Ofsted inspectors found some pupils at the Brunts Academy “feel unsafe” because of the “disrespectful behaviour” of some other children.
Issues with swearing, derogatory, sexualised and homophobic language were found, with a report revealing some pupils found this had been “normalised”.
The inspection, which took place in November, found a lack of confidence in staff around bullying and pupils not being “prepared for life in modern Britain”.
It comes amidst a backdrop of what the watchdog describes as a “legacy of under-resourcing and instability”.
Disadvantaged children have not always benefited from the extra resources provided for them, inspectors said, while children with special educational needs (SEND) did not receive the support they are entitled to.
The inspectors said current school and trust leaders stabilised the academy following a “turbulent period of staff turnover”, including restoring morale.
Funding has also been reinstated to levels that they “should be”, but weaknesses “have not [been addressed] … effectively”.
However, concerns were raised about curriculum not being of “good quality”, while some teachers’ expectations of pupils were “not high enough”.
Other concerns from the watchdog included “poorly-promoted” personal development of pupils, including for PSHE lessons, while students also have a “limited understanding of British values”.
Praise was given, however, to the school’s sixth form, where pupils “feel safe and well cared for”, despite the post-16 provision still being graded as ‘requires improvement’.
The Park Avenue school, which has 1,474 pupils, was graded as “inadequate” for its quality of education, behaviour and attitudes, personal development, and leadership and management.
Inspectors said: “Some pupils feel unsafe. They are concerned about the disrespectful behaviour of others.
“Pupils experience swearing and derogatory language, including sexualised and homophobic language. They say this has become normalised.
“Leaders have not been vigilant when checking the safety and well-being of pupils who have experienced harm, including from harmful sexual behaviour.
“Leaders must ensure that pupils at risk are appropriately supported.
“They should ensure that all safeguarding records are centralised, in accordance with the school’s policy.
“They should use information from these records to inform the personal development programme.”
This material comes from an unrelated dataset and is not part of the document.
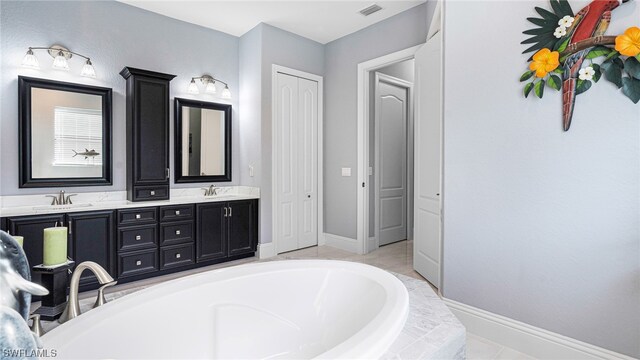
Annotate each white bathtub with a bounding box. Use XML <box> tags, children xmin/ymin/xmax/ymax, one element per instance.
<box><xmin>43</xmin><ymin>260</ymin><xmax>409</xmax><ymax>359</ymax></box>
In its previous inspection, which took place in 2017, the academy was graded as ‘good’.
The academy has since left its former education trust, The Evolve Trust, moving to The Greenwood Academies Trust in December.
A Greenwood spokesperson said: “The challenges identified by the inspection are those we were aware needed to be addressed.
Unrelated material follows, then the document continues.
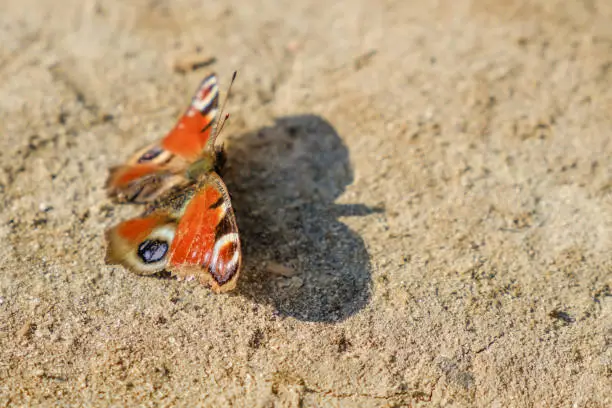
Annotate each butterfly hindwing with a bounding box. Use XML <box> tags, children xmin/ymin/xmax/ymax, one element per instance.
<box><xmin>106</xmin><ymin>74</ymin><xmax>220</xmax><ymax>203</ymax></box>
<box><xmin>167</xmin><ymin>173</ymin><xmax>241</xmax><ymax>292</ymax></box>
<box><xmin>105</xmin><ymin>213</ymin><xmax>177</xmax><ymax>275</ymax></box>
“We have already been working closely with the academy leaders and staff to address these matters as quickly and effectively as possible.
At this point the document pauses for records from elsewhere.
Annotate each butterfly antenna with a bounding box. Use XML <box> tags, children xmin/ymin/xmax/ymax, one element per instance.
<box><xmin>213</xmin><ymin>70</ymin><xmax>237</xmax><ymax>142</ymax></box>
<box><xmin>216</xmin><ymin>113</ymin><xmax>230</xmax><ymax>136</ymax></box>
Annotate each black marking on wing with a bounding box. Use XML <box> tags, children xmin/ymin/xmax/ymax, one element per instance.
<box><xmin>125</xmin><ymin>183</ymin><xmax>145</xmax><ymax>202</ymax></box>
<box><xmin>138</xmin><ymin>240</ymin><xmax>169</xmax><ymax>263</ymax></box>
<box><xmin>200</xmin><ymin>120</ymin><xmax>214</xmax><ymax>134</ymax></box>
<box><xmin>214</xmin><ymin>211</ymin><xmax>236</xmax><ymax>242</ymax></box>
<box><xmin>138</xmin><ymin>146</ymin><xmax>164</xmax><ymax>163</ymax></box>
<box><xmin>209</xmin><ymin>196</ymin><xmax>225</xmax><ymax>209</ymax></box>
“We take these issues with the utmost seriousness, and nothing is more important than the safety, wellbeing and education of our pupils and ensuring this is our immediate and top priority.
“Becoming part of our trust means our team of experts in teaching and learning, curriculum, safeguarding and other areas are able to work closely alongside leaders in the academy.
“Together, they have already started putting into place the necessary actions which will enable us to rapidly drive forward significant changes for the benefit of pupils, families and colleagues.
“We will continue to keep parents and carers informed about the positive changes happening within the academy.
“We are confident strong relationships with our parents and carers, the dedication of our colleagues and the deep care we have for our pupils, coupled with our expertise as a trust, will enable the academy to live up to our shared vision to provide the best possible education for our young people.”